Laser technologies have changed in profound ways over 60 years, improving in power, precision, beam quality, efficiency, reliability, and affordability.
Jump forward 40 years, and Jim Mayo is still serving the Air Force as a contractor, supporting the AFRL Directed Energy Directorate, where he is called on to mentor junior scientists and engineers.
“I am so glad to be able to continue to ’move the ball forward.’” Mayo said. “I like working with these young people, some fresh out of college, and there is so much enthusiasm for our field of research.”

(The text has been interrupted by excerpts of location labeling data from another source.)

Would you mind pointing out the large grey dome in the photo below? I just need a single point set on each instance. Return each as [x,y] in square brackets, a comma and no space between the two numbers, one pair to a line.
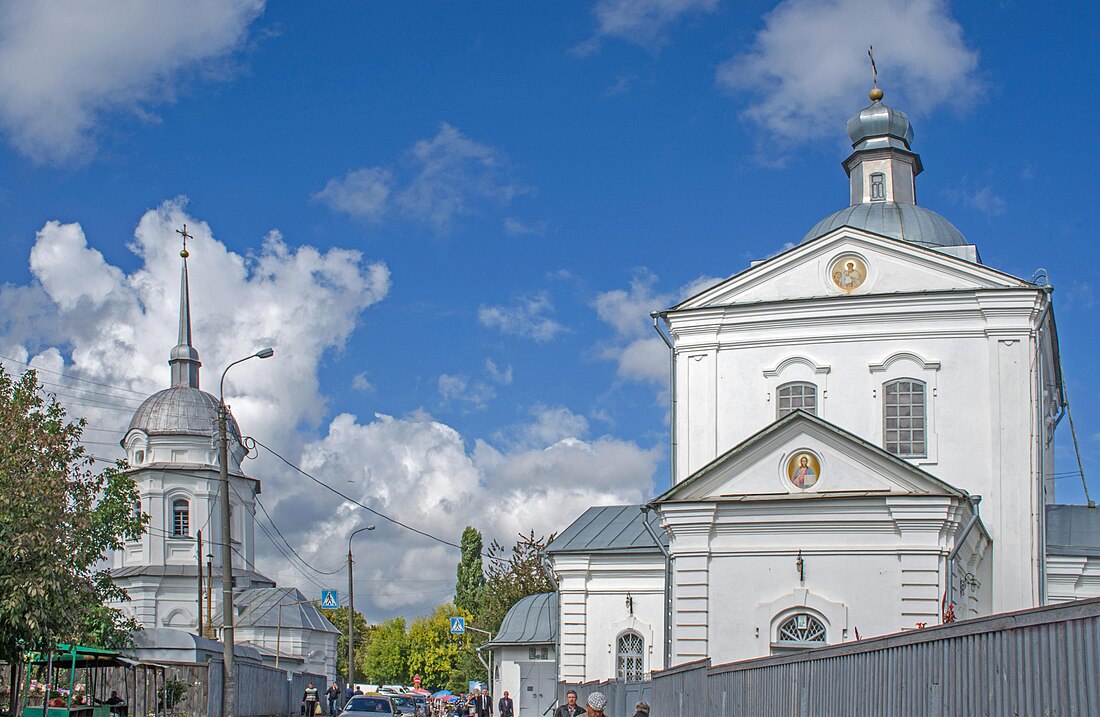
[180,410]
[908,222]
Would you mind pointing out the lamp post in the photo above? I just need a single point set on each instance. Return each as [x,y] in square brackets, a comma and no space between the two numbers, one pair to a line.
[351,611]
[228,680]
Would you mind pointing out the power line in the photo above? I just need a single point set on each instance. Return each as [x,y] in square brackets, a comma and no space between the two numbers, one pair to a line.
[72,377]
[361,505]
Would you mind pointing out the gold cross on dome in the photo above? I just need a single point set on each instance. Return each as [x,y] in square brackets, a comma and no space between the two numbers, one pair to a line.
[183,232]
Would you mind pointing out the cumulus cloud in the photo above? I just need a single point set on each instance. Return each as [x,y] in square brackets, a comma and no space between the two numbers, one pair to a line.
[65,67]
[525,318]
[640,354]
[118,327]
[360,192]
[640,22]
[807,67]
[442,178]
[982,198]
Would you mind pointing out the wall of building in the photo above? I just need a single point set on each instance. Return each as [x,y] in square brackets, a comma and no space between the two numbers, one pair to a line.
[593,593]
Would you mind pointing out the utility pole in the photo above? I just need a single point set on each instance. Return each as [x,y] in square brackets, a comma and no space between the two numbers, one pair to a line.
[228,679]
[351,611]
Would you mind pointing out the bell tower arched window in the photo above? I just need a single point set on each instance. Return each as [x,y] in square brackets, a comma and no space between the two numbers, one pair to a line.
[795,395]
[180,518]
[801,630]
[630,660]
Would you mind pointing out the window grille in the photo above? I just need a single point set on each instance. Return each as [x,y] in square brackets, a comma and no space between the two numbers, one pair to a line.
[904,412]
[631,660]
[878,187]
[795,396]
[180,518]
[801,629]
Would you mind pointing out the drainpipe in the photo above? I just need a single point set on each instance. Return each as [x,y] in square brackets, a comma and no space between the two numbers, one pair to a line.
[672,397]
[668,585]
[958,547]
[545,564]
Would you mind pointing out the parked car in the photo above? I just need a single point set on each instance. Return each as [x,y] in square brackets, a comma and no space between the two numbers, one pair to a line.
[405,705]
[369,704]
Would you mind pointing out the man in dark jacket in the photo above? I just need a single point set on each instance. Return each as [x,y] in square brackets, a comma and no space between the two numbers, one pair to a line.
[505,708]
[570,708]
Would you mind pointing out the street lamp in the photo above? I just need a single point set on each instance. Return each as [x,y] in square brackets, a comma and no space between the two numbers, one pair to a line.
[351,613]
[228,680]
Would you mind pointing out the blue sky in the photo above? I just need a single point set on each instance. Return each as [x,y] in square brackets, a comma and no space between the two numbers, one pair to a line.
[452,220]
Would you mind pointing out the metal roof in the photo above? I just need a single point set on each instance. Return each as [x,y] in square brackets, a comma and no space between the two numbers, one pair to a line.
[899,220]
[609,529]
[532,620]
[179,410]
[259,607]
[1073,530]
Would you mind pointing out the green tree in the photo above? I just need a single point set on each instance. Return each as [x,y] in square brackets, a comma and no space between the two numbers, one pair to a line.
[512,578]
[471,583]
[385,658]
[58,517]
[435,653]
[363,636]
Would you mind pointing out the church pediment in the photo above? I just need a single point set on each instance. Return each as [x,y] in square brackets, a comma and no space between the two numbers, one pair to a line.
[801,456]
[850,262]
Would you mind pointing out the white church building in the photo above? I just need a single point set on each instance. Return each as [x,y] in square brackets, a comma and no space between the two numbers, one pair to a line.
[861,443]
[171,445]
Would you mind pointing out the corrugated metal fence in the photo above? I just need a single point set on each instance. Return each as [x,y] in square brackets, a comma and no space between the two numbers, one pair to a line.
[1044,661]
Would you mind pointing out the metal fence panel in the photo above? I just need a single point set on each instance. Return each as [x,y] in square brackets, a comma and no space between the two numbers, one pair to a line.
[1043,661]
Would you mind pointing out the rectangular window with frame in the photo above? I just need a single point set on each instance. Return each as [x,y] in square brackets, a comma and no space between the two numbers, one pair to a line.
[904,418]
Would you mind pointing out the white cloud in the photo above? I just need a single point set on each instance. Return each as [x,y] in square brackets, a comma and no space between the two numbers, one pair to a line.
[498,375]
[981,198]
[477,394]
[526,318]
[118,330]
[360,192]
[640,353]
[807,67]
[443,177]
[641,22]
[514,227]
[65,67]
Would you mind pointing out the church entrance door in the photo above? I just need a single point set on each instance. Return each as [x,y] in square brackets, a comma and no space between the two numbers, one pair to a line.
[536,687]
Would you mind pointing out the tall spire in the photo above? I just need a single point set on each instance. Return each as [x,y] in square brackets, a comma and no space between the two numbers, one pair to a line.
[185,360]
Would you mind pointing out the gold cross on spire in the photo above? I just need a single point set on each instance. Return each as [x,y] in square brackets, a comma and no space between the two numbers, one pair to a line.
[183,232]
[876,94]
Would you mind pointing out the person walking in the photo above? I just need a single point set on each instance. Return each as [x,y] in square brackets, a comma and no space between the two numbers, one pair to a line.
[310,697]
[333,694]
[570,708]
[596,703]
[505,708]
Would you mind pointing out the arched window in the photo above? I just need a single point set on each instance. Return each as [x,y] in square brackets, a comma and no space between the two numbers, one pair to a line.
[878,187]
[794,396]
[630,663]
[904,418]
[180,518]
[801,630]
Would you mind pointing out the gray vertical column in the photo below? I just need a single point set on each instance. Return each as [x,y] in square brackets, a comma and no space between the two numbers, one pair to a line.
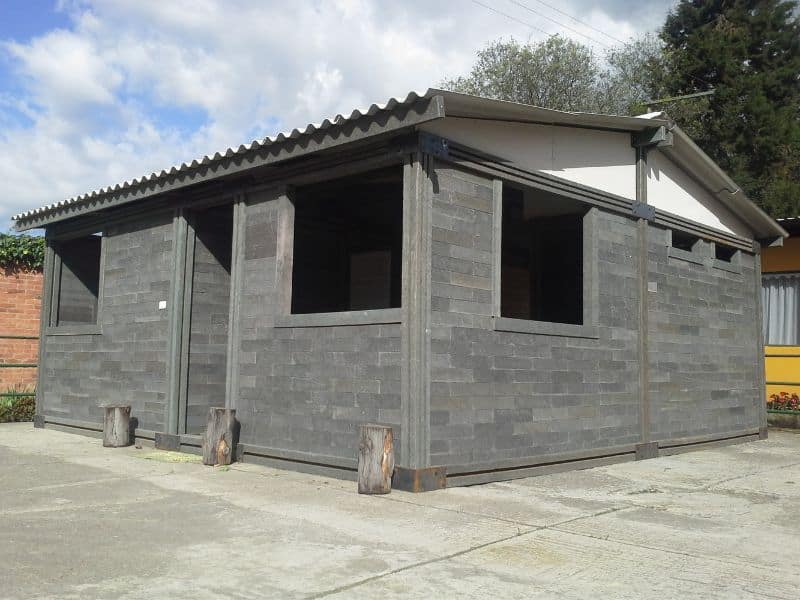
[44,323]
[497,246]
[645,449]
[416,300]
[175,373]
[761,397]
[234,329]
[284,252]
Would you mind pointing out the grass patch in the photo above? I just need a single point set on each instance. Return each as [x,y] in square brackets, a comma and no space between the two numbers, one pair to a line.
[17,404]
[167,456]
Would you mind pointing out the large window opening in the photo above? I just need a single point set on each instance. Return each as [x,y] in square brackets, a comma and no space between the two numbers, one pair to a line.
[684,241]
[542,257]
[79,280]
[348,243]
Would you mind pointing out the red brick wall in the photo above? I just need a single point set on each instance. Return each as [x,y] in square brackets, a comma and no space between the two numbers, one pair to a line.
[20,302]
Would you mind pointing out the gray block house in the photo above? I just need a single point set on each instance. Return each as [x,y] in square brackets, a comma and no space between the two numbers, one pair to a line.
[512,289]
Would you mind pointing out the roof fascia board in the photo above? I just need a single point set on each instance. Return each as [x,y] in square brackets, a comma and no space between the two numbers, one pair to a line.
[476,160]
[686,153]
[473,107]
[690,157]
[402,116]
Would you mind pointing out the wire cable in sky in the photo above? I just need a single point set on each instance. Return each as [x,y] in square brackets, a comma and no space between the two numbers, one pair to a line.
[506,15]
[560,24]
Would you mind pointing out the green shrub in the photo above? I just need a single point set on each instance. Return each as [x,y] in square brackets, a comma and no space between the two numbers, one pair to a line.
[17,405]
[21,252]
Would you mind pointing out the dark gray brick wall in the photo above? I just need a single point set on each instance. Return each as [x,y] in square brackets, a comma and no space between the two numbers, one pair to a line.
[307,389]
[702,337]
[127,363]
[500,395]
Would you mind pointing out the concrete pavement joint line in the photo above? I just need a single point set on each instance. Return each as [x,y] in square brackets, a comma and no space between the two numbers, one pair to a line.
[646,547]
[56,486]
[710,486]
[355,584]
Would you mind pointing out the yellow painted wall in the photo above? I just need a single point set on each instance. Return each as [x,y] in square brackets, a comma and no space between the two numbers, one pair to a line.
[783,369]
[785,258]
[782,363]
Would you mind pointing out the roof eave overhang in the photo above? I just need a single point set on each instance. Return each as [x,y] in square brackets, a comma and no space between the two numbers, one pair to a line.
[688,155]
[393,118]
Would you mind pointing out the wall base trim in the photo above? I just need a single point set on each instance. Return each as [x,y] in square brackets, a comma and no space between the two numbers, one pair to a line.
[432,478]
[647,450]
[168,441]
[462,479]
[419,480]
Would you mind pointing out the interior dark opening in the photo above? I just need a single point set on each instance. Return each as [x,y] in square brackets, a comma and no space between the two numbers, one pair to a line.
[79,286]
[348,239]
[208,314]
[724,253]
[683,240]
[542,257]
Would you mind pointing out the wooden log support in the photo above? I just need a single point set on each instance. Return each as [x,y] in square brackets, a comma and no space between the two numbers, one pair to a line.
[375,460]
[221,437]
[117,426]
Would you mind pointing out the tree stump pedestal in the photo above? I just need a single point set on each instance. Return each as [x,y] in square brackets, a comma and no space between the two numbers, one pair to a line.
[117,426]
[221,437]
[375,459]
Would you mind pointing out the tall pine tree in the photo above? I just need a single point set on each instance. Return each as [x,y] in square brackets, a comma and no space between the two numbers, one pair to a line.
[749,52]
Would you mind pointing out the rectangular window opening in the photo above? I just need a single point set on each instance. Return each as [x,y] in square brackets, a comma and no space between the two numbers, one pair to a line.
[724,253]
[79,283]
[684,241]
[348,243]
[541,277]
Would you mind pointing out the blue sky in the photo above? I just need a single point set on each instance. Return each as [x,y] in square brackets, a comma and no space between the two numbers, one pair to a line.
[95,92]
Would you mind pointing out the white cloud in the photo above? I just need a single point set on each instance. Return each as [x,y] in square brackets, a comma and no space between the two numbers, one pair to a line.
[99,97]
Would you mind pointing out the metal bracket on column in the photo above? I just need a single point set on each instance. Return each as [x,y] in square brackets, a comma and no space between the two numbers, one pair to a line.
[657,136]
[434,145]
[641,210]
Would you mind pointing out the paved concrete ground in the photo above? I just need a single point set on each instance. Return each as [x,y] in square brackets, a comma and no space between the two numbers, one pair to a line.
[81,521]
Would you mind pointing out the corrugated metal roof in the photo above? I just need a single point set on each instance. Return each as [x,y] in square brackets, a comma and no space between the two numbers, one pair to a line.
[242,150]
[451,104]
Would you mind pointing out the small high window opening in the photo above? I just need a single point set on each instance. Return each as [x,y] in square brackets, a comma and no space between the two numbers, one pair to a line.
[542,257]
[684,241]
[724,253]
[348,243]
[79,280]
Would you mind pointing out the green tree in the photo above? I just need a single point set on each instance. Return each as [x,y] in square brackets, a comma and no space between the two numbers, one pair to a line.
[749,52]
[565,75]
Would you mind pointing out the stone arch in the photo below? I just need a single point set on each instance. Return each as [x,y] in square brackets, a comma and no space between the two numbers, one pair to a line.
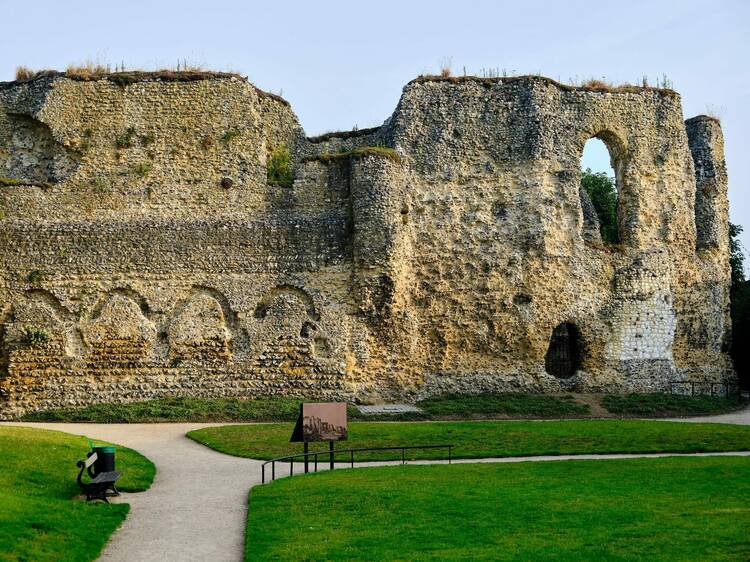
[595,224]
[564,353]
[125,292]
[203,326]
[119,328]
[262,308]
[40,311]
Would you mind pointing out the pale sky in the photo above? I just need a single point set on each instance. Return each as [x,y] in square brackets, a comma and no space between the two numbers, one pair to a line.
[342,64]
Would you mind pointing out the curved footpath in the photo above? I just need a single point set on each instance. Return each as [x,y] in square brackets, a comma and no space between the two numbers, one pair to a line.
[196,507]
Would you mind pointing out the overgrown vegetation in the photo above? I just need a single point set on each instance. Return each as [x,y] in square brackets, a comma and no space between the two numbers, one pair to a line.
[669,404]
[229,135]
[8,182]
[178,409]
[36,276]
[279,168]
[39,520]
[528,405]
[357,152]
[125,140]
[34,336]
[141,169]
[477,439]
[286,409]
[602,192]
[740,306]
[626,509]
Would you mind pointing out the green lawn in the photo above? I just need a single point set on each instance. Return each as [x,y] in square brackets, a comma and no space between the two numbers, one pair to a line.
[490,438]
[511,405]
[636,509]
[39,520]
[450,406]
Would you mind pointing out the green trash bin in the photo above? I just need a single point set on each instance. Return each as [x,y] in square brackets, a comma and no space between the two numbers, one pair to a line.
[105,458]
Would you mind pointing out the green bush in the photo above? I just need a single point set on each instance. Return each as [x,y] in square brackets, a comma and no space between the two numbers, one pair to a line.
[279,168]
[34,337]
[603,194]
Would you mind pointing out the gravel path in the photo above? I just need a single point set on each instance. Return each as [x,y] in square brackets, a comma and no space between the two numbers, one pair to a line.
[196,508]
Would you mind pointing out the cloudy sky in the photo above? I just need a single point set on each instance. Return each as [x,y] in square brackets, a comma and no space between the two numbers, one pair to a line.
[343,64]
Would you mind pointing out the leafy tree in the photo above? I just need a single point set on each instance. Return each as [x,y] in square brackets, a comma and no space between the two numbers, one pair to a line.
[603,194]
[740,306]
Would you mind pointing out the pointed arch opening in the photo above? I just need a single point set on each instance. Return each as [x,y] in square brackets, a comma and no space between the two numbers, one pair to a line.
[601,172]
[564,353]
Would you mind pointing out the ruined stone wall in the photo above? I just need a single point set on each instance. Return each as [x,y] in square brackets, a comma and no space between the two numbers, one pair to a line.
[145,253]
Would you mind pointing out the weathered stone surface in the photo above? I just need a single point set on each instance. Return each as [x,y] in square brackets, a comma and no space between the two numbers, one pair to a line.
[146,242]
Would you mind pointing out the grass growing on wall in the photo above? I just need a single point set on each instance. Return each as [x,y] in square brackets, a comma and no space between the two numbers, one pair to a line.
[39,519]
[634,509]
[279,168]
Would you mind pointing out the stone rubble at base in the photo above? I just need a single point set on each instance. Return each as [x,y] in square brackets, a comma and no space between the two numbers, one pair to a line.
[437,253]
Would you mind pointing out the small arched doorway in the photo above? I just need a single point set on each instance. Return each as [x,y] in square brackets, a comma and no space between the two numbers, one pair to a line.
[564,352]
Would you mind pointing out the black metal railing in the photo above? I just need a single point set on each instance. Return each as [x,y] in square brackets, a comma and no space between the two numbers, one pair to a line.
[692,388]
[331,454]
[729,388]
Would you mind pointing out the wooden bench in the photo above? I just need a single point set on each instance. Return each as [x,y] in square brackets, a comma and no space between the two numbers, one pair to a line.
[101,484]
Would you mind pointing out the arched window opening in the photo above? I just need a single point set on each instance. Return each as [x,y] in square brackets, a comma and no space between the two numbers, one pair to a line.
[563,356]
[599,190]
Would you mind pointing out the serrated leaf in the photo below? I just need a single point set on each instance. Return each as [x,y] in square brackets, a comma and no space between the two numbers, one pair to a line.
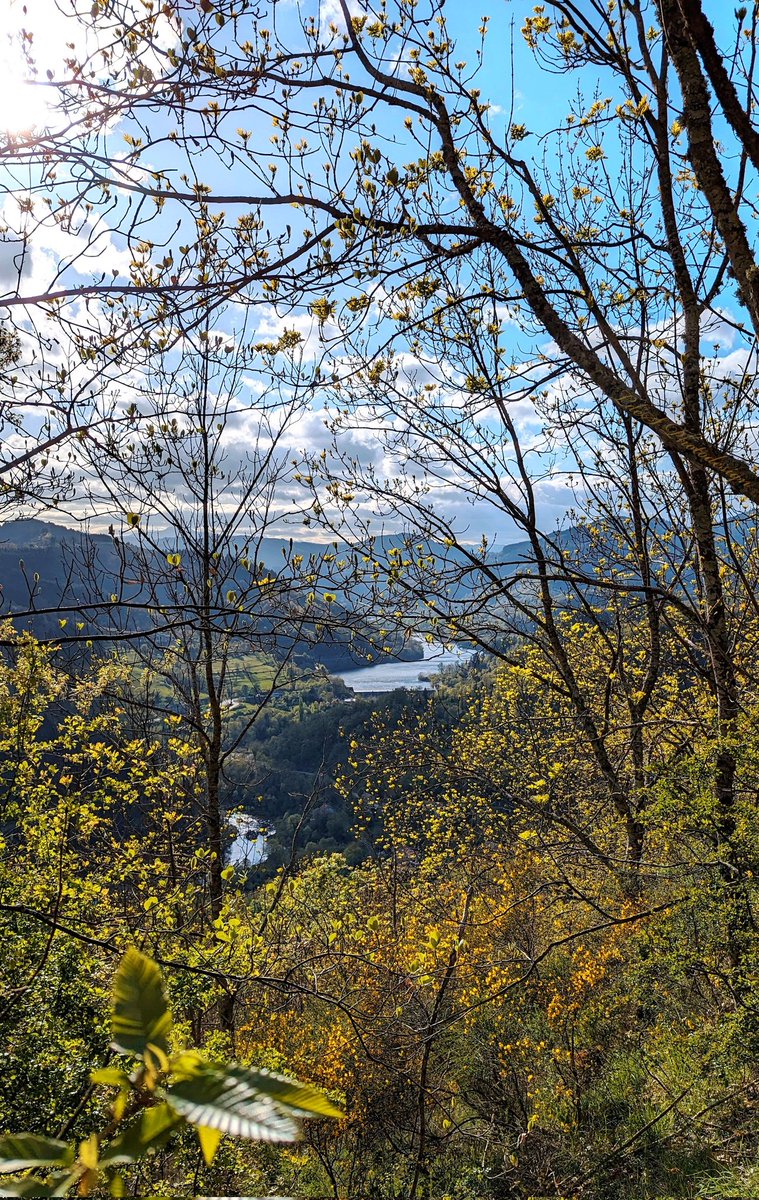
[245,1103]
[141,1015]
[23,1150]
[300,1099]
[151,1128]
[209,1141]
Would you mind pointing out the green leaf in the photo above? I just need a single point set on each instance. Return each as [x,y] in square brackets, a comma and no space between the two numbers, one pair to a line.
[244,1103]
[209,1141]
[141,1015]
[28,1187]
[148,1131]
[111,1077]
[23,1150]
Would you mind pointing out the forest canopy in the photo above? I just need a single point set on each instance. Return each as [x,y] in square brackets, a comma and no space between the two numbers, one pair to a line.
[327,334]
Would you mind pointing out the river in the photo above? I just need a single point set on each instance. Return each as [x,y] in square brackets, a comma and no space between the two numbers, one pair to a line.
[389,676]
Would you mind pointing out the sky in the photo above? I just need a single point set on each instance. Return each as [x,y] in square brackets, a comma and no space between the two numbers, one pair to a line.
[517,90]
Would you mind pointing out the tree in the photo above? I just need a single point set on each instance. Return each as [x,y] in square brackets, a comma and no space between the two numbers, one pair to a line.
[471,197]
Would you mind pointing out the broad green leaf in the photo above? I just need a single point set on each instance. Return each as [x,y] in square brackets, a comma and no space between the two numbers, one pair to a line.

Cameron Radosevich is one such person, who received his master’s degree in 2018 graduate at the University of New Mexico in optical science, and a member of the AFRL Directed Energy Directorate staff since 2018.
The fact that he enjoys the benefit of having access to a world-renowned mentor is not lost to him.
“For many years, Jim has been known as a subject matter expert in testing of large optics in this country and maybe even the world,” said Radosevich. “The fact that we, as current researchers, have access to his extensive experience is an incredible privilege.”
Laser technology has come a long way from the 1960’s due to people like Jim Mayo and his colleagues, setting AFRL researchers ahead of peer-adversaries.
“They set the stage for us - they did the early work, the harder work,” Radosevich said. “And who knows where that foundation will take us in another 60 years?”
Theodore Maiman and Jim Mayo know - “to the moon and beyond.”